CDI3D: Cross-guided Dense-view Interpolation for 3D Reconstruction
Zhiyuan Wu, Xibin Song, Senbo Wang, Weizhe Liu, Jiayu Yang, Ziang Cheng, Shenzhou Chen, Taizhang Shang, Weixuan Sun, Shan Luo, Pan Ji
TL;DR
CDI3D tackles the challenge of high-quality 3D reconstruction from a single image by decoupling main-view generation from dense view synthesis. It leverages a 2D diffusion model to produce $N=4$ main views, then enriches them with a Dense View Interpolation (DVI) module guided by a tilt camera trajectory, before feeding the expanded view set into a tri-plane-based Large Reconstruction Model for textured mesh generation. The approach yields superior geometry and texture fidelity, improved multi-view consistency, and faster novel-view synthesis compared to video-diffusion baselines, validated on diverse datasets including GSO and Objaverse. The work demonstrates practical impact by enabling efficient, high-quality 3D content creation with broad applicability to AR/VR, robotics, and entertainment, while highlighting avenues for further enhancement via feature-level view super-resolution. The key ideas are the two-stage view generation with density via DVI, elevation-informed camera trajectories, and a cross-modal fusion that efficiently maps multi-view tokens to a fixed tri-plane representation for mesh reconstruction. $N$ and interpolation details are integral to the method’s performance, as reflected in the reported improvements across geometry and texture metrics.
Abstract
3D object reconstruction from single-view image is a fundamental task in computer vision with wide-ranging applications. Recent advancements in Large Reconstruction Models (LRMs) have shown great promise in leveraging multi-view images generated by 2D diffusion models to extract 3D content. However, challenges remain as 2D diffusion models often struggle to produce dense images with strong multi-view consistency, and LRMs tend to amplify these inconsistencies during the 3D reconstruction process. Addressing these issues is critical for achieving high-quality and efficient 3D reconstruction. In this paper, we present CDI3D, a feed-forward framework designed for efficient, high-quality image-to-3D generation with view interpolation.
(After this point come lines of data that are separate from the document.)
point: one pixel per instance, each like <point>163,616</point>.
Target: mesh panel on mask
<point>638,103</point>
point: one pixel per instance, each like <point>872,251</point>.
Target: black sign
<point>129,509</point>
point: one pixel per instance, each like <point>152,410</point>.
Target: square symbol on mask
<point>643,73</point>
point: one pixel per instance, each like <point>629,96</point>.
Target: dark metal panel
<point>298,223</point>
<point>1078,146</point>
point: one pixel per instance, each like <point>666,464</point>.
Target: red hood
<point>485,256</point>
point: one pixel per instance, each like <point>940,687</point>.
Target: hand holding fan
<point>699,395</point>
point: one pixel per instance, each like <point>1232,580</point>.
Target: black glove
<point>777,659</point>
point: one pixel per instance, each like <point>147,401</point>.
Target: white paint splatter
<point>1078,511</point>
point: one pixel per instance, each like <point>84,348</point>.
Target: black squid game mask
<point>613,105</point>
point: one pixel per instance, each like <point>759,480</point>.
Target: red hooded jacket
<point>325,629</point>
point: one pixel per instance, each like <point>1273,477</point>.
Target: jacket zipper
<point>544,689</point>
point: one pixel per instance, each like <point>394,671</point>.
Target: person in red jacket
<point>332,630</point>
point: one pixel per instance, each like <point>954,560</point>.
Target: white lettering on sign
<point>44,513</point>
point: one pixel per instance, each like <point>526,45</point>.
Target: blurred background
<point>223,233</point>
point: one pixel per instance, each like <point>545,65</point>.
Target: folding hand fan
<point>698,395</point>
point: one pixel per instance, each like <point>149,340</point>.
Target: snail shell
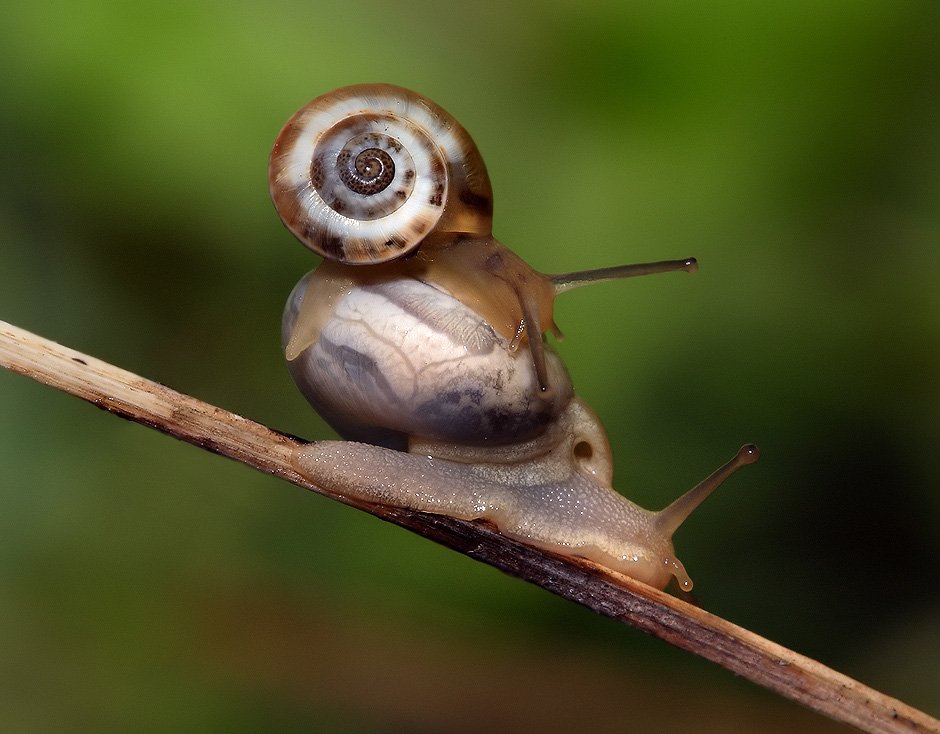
<point>364,174</point>
<point>423,334</point>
To tackle the aforementioned challenges, we propose to integrate 2D diffusion-based view interpolation into the LRM pipeline to enhance the quality and consistency of the generated mesh. Specifically, our approach introduces a Dense View Interpolation (DVI) module, which synthesizes interpolated images between main views generated by the 2D diffusion model, effectively densifying the input views with better multi-view consistency. We also design a tilt camera pose trajectory to capture views with different elevations and perspectives. Subsequently, we employ a tri-plane-based mesh reconstruction strategy to extract robust tokens from these interpolated and original views, enabling the generation of high-quality 3D meshes with superior texture and geometry. Extensive experiments demonstrate that our method significantly outperforms previous state-of-the-art approaches across various benchmarks, producing 3D content with enhanced texture fidelity and geometric accuracy.